A Randomized, Double-Blind, Placebo-Controlled Clinical Trial to Assess the Safety, Tolerability, and Pharmacokinetics of MK-1167 Administered to Patients With Alzheimer's Disease Receiving Stable Donepezil Treatment
Overview
- Phase
- Phase 1
- Intervention
- MK-1167
- Conditions
- Alzheimer's Disease
- Sponsor
- Merck Sharp & Dohme LLC
- Enrollment
- 28
- Locations
- 3
- Primary Endpoint
- Number of Participants Who Experienced an Adverse Event (AE)
- Status
- Completed
- Last Updated
- 6 months ago
Overview
Brief Summary
The main purpose of this study is to assess the safety and efficacy of MK-1167 administered to participants with Alzheimer's Disease (AD) receiving stable Donepezil treatment.
Investigators
Eligibility Criteria
Inclusion Criteria
- •Reports a history of cognitive and functional decline with gradual onset and slow progression for at least 1 year before Screening, that is either corroborated by an informant who knows the subject well or is documented in medical records
- •Meets the criteria for a diagnosis of probable Alzheimer's disease (AD) based on the National Institute of Neurological and Communicative Disorders - Stroke and the Alzheimer's Disease and Related Disorders Association (NINCDS-ADRDA) criteria for probable AD
- •Is receiving donepezil 10 mg daily for symptomatic treatment of cognitive impairment associated with AD. The dose level must be stable for at least 2 months prior to Screening. If receiving donepezil via a transdermal system (ie, patch), it should be a 10-mg/day dose and should switch prescription to a 10-mg oral daily dose, before enrollment
- •Has a reliable and competent trial partner/caregiver who has a close relationship with the participant, has face-to-face contact at least 3 days a week for a minimum of 6 waking hours a week, and is willing to accompany the participant, if desired, to study visits
Exclusion Criteria
- •History of clinically significant endocrine, gastrointestinal, cardiovascular, hematological, hepatic, immunological, renal, respiratory, genitourinary, or major neurological (including stroke and chronic seizures) abnormalities or diseases that are not under medical control over the past 2 months.
- •Has evidence of a clinically relevant or unstable psychiatric disorder, based on DSM-5 criteria, or has a history of clinically significant psychiatric disorder in the last 5 years. Generalized anxiety disorder, and/or insomnia under good control for ≥ 2 months on stable medical therapy may not be exclusionary.

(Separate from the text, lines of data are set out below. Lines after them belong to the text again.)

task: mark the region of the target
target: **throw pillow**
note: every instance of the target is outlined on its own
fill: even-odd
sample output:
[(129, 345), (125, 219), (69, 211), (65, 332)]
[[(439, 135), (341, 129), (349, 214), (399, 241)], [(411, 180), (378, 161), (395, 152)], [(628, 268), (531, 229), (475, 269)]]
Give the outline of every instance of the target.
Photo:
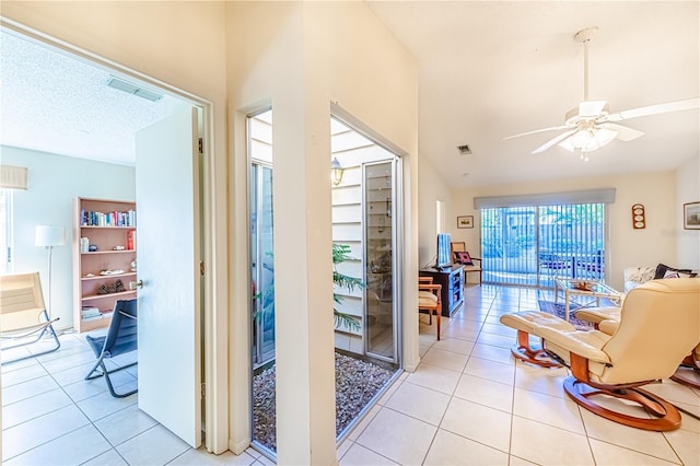
[(455, 252), (455, 261), (457, 264), (462, 264), (463, 266), (472, 266), (471, 256), (469, 253), (457, 251)]
[[(656, 266), (656, 272), (654, 273), (654, 280), (657, 280), (660, 278), (670, 278), (670, 277), (666, 277), (666, 272), (670, 271), (670, 272), (677, 272), (679, 273), (678, 277), (695, 277), (697, 276), (697, 273), (693, 273), (692, 270), (690, 269), (677, 269), (674, 267), (668, 267), (667, 265), (664, 264), (660, 264)], [(680, 275), (682, 273), (682, 275)], [(677, 278), (677, 277), (675, 277)]]
[(696, 273), (684, 273), (681, 271), (666, 270), (664, 278), (692, 278)]
[(654, 267), (629, 267), (626, 270), (627, 280), (644, 283), (654, 278), (656, 269)]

- •History of cancer (malignancy). Participants with adequately treated disease deemed as "cured," or who, in the opinion of the study investigator, are highly unlikely to sustain a recurrence for the duration of the study, may be enrolled at the discretion of the investigator and Sponsor.
- •History of significant multiple and/or severe allergies (eg, food, drug, latex allergy), or has had an anaphylactic reaction or significant intolerability (ie, systemic allergic reaction) to prescription or nonprescription drugs or food.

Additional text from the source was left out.